中国でロボット産業が次世代の産業革新における争点かつ焦点であるとの認識が広がっている。「中国製造2025」でも、産業用ロボットを国家の重点発展領域として明確にしている。なお現在、工業・情報化省は国家ロボットイノベーションセンターの設置準備を進めており、ここから産業用ロボットのコア技術の研究開発を主導し、産業チェーンの中・上流におけるコア部品の国産化の実現を図っていく構えだ。
鴻海ゴウ総裁「当社はEMSだけではなく、IoT・ビッグデータ領域でも国に貢献している」
―新浪総合(2017年12月7日)
「いつも講演などで、鴻海(ホンハイ)のことを『世界最大のEMS工場』などと紹介されることが多い。だが我々は、20年も前からすでにEMS以外の事業を手掛けている」――これは、2017年12月6日に広東省広州市で開催された2017年広州フォーチュングローバルフォーラムのステージに立った鴻海精密工業総裁のテリー・ゴウ(Terry Gou、郭台銘)氏の発言だ。
ゴウ氏は続けて、「早期よりAR(拡張現実)に取り組むことで、鴻海は豊富な経験を積み上げてきた。また、当社は伝統的製造業ではないので、顧客の状況にマッチしたきめ細かな対応が可能となる」と語った。例として、同氏は手にしていたペットボトル入りミネラルウォーターを指して、この容器が必要だと顧客から依頼があれば、私は即座にその材料やサイズなどをお伝えするだろう。しかも、トラブルの一切ない完璧な提案ができる」と力説した。
中国政府がインダストリアルインターネットを推進し、実体経済とインターネットが密接につながるようになった。「変革の中で、我々のようなIT企業は有する技術を中小企業に開放する必要がある」とゴウ氏。同氏によると、靴、服、金属など製品の種類にかかわりなく、あらゆる製造業がIoTシステムの構築や、ビックデータを利用した工場管理システムの導入などの目的で鴻海に相談に来るようになったという。

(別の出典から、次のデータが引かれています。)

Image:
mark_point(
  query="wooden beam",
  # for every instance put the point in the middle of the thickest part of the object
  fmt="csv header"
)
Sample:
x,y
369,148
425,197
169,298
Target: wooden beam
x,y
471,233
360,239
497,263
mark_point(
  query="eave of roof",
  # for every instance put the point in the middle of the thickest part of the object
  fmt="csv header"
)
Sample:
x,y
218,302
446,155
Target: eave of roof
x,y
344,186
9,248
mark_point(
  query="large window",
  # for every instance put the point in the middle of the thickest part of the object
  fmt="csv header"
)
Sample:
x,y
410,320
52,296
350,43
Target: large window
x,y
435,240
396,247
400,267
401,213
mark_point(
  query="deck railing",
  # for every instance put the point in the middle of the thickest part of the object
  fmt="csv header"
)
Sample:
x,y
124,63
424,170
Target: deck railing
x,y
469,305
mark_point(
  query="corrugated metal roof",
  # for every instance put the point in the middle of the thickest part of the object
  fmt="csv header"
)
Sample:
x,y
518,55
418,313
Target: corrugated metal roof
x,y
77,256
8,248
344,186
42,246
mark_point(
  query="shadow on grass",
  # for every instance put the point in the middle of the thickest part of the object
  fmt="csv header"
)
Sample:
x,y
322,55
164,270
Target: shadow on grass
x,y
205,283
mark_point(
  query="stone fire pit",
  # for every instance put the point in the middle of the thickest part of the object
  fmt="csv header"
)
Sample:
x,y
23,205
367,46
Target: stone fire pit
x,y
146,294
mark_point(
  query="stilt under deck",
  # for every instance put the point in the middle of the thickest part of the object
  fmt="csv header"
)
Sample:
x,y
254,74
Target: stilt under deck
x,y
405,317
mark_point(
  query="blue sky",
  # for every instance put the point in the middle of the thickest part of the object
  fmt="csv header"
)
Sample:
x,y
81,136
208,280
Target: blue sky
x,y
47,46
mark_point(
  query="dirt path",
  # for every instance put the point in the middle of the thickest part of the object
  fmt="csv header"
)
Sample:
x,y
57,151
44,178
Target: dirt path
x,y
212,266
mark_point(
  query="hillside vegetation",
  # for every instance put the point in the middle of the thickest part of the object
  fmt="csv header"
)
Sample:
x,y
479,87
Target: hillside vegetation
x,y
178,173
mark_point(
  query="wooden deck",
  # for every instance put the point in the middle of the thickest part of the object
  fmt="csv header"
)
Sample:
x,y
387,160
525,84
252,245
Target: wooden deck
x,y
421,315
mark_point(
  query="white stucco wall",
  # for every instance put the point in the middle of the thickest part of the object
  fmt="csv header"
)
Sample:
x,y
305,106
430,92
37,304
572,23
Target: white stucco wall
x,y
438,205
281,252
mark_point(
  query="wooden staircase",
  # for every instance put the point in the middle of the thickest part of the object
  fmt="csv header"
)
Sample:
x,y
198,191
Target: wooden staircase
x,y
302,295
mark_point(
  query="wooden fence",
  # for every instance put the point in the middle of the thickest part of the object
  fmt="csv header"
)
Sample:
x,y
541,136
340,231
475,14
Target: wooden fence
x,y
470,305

ゴウ氏はこのほか、米国ウィスコンシン州への投資や、日本のシャープ買収についても触れた。「シャープのように100年以上の歴史を持つ企業は、3代、4代目の経営者になる頃にすぐれた経営管理システムを構築している。こうした企業にとって市場シェアトップを目指すことは最も重要なことではなく、経営改善と安全な経営を求めている」(同氏)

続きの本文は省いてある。